I have the following 3 curves - am looking for advice which one is the best? they all give similar accuracy metric at about 50% -53% (yes, I know it is not very high).
- https://github.com/bluetail14/MyCourserapractice/blob/main/lstm_3264.jpg
- https://github.com/bluetail14/MyCourserapractice/blob/main/lstm_6432.jpg
3.https://github.com/bluetail14/MyCourserapractice/blob/main/epochs_120.jpg - https://github.com/bluetail14/MyCourserapractice/blob/main/dropout_0.4.jpg
My guess is that no. 4 is the best because the loss seems to be decreasing.

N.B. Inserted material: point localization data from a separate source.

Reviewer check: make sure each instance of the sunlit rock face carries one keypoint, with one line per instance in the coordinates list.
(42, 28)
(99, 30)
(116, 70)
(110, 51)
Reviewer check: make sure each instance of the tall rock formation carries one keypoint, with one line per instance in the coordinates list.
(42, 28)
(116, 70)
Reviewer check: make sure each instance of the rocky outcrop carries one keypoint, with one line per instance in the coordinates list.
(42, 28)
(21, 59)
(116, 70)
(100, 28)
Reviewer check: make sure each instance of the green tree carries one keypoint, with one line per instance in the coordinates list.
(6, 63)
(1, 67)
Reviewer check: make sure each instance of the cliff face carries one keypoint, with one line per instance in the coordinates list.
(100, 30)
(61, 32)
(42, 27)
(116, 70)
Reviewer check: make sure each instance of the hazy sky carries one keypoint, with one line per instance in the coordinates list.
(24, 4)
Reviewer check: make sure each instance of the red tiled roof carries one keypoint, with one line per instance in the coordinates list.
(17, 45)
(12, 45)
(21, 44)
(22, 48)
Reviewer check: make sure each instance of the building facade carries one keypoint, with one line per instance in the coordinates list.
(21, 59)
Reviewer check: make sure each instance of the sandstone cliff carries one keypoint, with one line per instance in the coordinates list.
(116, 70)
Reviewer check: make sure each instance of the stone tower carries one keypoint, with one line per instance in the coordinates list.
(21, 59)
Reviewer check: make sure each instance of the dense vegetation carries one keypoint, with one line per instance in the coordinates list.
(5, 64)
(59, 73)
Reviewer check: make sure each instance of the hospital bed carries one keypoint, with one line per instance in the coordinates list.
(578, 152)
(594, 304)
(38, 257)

I have tried changing dimensions, adding and dropping dense and dropout layers, maxlen and embeddings, however, I don’t seem to get any improvements.
I will appreciate any suggestions as a beginner! Thank you.

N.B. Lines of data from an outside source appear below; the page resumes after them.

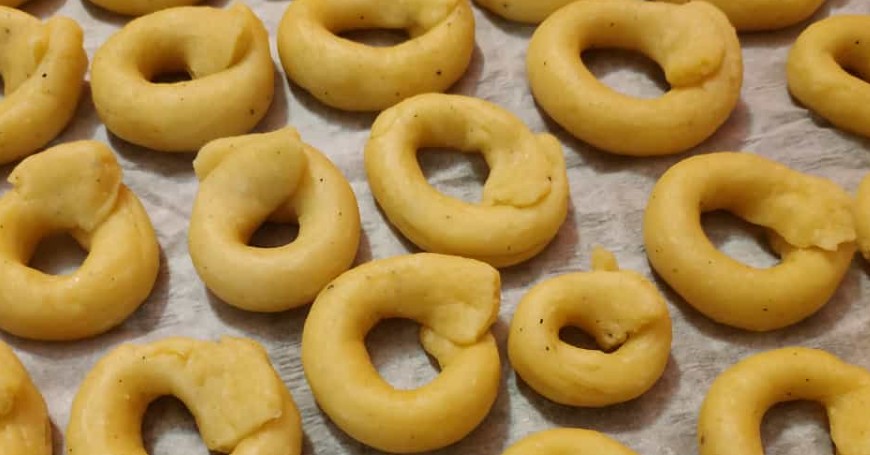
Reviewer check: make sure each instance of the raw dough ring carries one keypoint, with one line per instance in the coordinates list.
(456, 301)
(623, 311)
(810, 220)
(240, 405)
(24, 425)
(730, 418)
(694, 44)
(525, 197)
(356, 77)
(74, 187)
(226, 53)
(563, 441)
(140, 7)
(43, 68)
(246, 180)
(816, 74)
(763, 15)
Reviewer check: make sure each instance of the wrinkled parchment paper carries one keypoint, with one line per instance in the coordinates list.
(608, 195)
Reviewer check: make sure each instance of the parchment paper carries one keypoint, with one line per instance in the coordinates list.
(608, 198)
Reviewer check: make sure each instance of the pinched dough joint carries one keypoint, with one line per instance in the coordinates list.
(694, 44)
(525, 11)
(75, 188)
(247, 180)
(24, 425)
(140, 7)
(817, 71)
(239, 402)
(568, 440)
(811, 228)
(43, 68)
(621, 309)
(226, 54)
(357, 77)
(525, 197)
(730, 418)
(764, 15)
(456, 301)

I have used a LSTM architecture as follows for a movie reviews dataset from here (Sentiment Analysis ).
# Parameters
EMBEDDING_DIM = 100 (from 100d.glove.6B.100d.txt)
MAXLEN = 500
VOCAB_SIZE = 33713
DENSE1_DIM = 64
DENSE2_DIM = 32
LSTM1_DIM = 64# 32
LSTM2_DIM = 32# or 64
FILTERS = 64 #
KERNEL_SIZE = 5
# Model Definition
model_lstm = tf.keras.Sequential([
tf.keras.layers.Embedding(VOCAB_SIZE+1, EMBEDDING_DIM, input_length=MAXLEN,weights=[EMBEDDINGS_MATRIX], trainable=False),
tf.keras.layers.Bidirectional(tf.keras.layers.LSTM(LSTM1_DIM,dropout = 0.2, return_sequences=True)),
tf.keras.layers.Bidirectional(tf.keras.layers.LSTM(LSTM2_DIM, dropout = 0.2)),
tf.keras.layers.Dense(DENSE1_DIM, activation='relu'),
tf.keras.layers.Dense(DENSE2_DIM, activation='relu'),
tf.keras.layers.Dense(1, activation='sigmoid')
])
# Set the training parameters
model_lstm.compile(loss='binary_crossentropy',
optimizer=tf.keras.optimizers.Adam(),
metrics=[tf.keras.metrics.BinaryAccuracy()])
# Print the model summary
model_lstm.summary()
Layer (type) Output Shape Param #
embedding_37 (Embedding) (None, 500, 100) 3371400
bidirectional_61 (Bidirecti (None, 500, 128) 84480
onal)bidirectional_62 (Bidirecti (None, 64) 41216
onal)dense_109 (Dense) (None, 64) 4160
dense_110 (Dense) (None, 32) 2080
dense_111 (Dense) (None, 1) 33
=================================================================
Total params: 3,503,369
Trainable params: 131,969
Non-trainable params: 3,371,400
P.S. a simple Naive Bayes gives a 84% accuracy for this dataset!